This weekend, hacks around the world will be rooting for Spotlight to clean up at the 2016 Academy Awards. After all, a film about how great journalists are makes us all feel a little more significant as we Google around for gifs. Especially since accurate onscreen depictions of journalists are a rare thing.
For some reason, whenever journos are translated into film or TV they immediately become terrible at their job or unrealistic in some way you wouldn’t even think possible. Journalists like:
April O’Neil – Teenage Mutant Ninja Turtles (1987-96)
We can forgive the fact that April constantly gets away with disobeying her boss or that her TV station doesn’t seem to mind keeping a reporter who spends more days captured by bad guys than in the office. But, what reporter gets the scoop that there are human sized, talking turtles (that also happen to be real life ninjas) and doesn’t run with it?
Bart Simpson – The Simpsons (1989-Present)
When the Flanders take custody of the Simpson kids in the season seven episode ‘Home Sweet Home Diddly-Dum-Doodly’, Bart becomes a reporter for The Flanders Press. Instead of following up the groundbreaking story “Playtime is fun”, Bart files his copy with the headline: “Extra extra: Todd smells”. Are we to believe an institution like The Flanders Press would employ a reporter so willing to break with his publication’s style and tone? He doesn’t even have a reliable source.
Bruce Nolan – Bruce Almighty (2003)
Jim Carrey brings his usual slapstick zaniness to the character Bruce Nolan, a field reporter who God decides to imbue with all his powers (mysterious ways and all that). How does Nolan exploit his newly appointed god-like status to salvage his journalistic career? You guessed it, he summons a meteor shower and reports on it. Ah yes, meteor showers. Just the sordid sort of scandal that journalist careers are built on. This film lost its credibility when Nolan didn’t immediately use his powers to magically do all his transcriptions.
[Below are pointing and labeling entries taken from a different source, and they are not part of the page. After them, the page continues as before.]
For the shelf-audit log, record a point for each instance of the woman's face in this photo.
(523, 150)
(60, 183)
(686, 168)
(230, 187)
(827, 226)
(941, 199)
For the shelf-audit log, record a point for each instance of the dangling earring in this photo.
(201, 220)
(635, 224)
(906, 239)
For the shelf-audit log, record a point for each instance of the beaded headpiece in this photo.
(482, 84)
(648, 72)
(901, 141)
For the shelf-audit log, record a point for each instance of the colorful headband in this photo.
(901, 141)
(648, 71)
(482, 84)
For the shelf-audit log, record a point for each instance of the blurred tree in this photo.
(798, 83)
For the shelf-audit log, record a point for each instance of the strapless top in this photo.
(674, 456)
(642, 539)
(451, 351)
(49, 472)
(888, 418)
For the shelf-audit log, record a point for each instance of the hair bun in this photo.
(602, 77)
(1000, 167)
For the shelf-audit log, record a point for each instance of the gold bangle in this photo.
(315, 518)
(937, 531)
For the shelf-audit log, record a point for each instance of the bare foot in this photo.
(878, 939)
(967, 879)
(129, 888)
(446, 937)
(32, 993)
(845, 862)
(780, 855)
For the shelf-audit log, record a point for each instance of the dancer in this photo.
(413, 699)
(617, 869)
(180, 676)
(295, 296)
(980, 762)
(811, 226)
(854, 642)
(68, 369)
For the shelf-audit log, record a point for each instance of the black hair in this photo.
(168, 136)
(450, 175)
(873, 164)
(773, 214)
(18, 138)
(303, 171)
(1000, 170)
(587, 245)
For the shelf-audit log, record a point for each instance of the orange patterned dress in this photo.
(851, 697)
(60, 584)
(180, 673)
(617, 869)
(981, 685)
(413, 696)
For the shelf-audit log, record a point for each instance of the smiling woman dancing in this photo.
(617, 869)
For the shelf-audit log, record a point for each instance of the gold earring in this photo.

April O’Neil (Again) – Teenage Mutant Ninja Turtles (1987-96)
Oh, we’re not done with April. This may seem a petty point compared with the whole ‘People don’t to want to know about heavily-armed humanoid turtles’ thing but what TV station requires that their reporter always wear a yellow jumpsuit? It doesn’t matter if she’s covering politics, factory closures or roving urban ninja gangs (although again, not the ones that are giant turtles). She literally only ever wears a yellow jumpsuit. And we know it’s a station policy because she later goes freelance and wears normal person clothes. The station head definitely has some issues we don’t wanna know about.
Sidney Young – How to Lose Friends and Alienate People (2008)
Sidney Young (Simon Pegg) acts as a guide to the ‘don’ts and don’ts’ of journalistic practice. An aspiring journalist who works for a left-wing satirical magazine in England, Sidney manages to let a pig loose at a work party. You know, like we’ve all done. Following his own personal Pig-gate, Sidney is hired by a magazine that is more obsessed with celebrity than anti-capitalist sentiment. Over there he manages to set fire to a co-worker’s book and kill a famous actress’s dog. And yet he keeps his job. As a journalist this is a highly recommended watch, for an ego boost if nothing else.
The NY1 News team – Elf (2003)
What should you do when Santa Claus zooms over New York and you have a fully functioning news crew with cameras and a reporter on the ground, metres away from a sleigh powered by flying reindeer? According to the journalists at NY1 News, nothing. Absolutely nothing. Stand there, keep your camera pointed away from Santa and keep filming the crowd (who, ironically, are singing ‘Santa Claus is coming to town’). Hey idiots, he literally came to town AND YOU MISSED IT.
Bridget Jones – Bridget Jones’s Diary (2001)
Bumbling Bridget’s journalistic career is defined through a series of farcical situations, her glowing television debut as a TV news reporter involves her ungraciously sliding down a fireman’s pole and planting her hindquarters on the camera and subsequently the nation, in the process. Bridget does go on to bag a hot topic exclusive interview with an asylum seeker courtesy of heartthrob barrister (Colin Firth) though, so silver linings and all that.
Everyone at The Daily Planet – Superman: The Animated Series (1996-2000)
The Daily Planet is a successful daily newspaper with a hard-working and determined staff. But come on, you’re a building full of journalists and NONE of you can tell your co-worker is Superman? All he does is put on a pair of glasses. He doesn’t even make the effort to add a trench coat or a fake moustache. The Daily Planet should be shut down and all the staff forced to work in PR.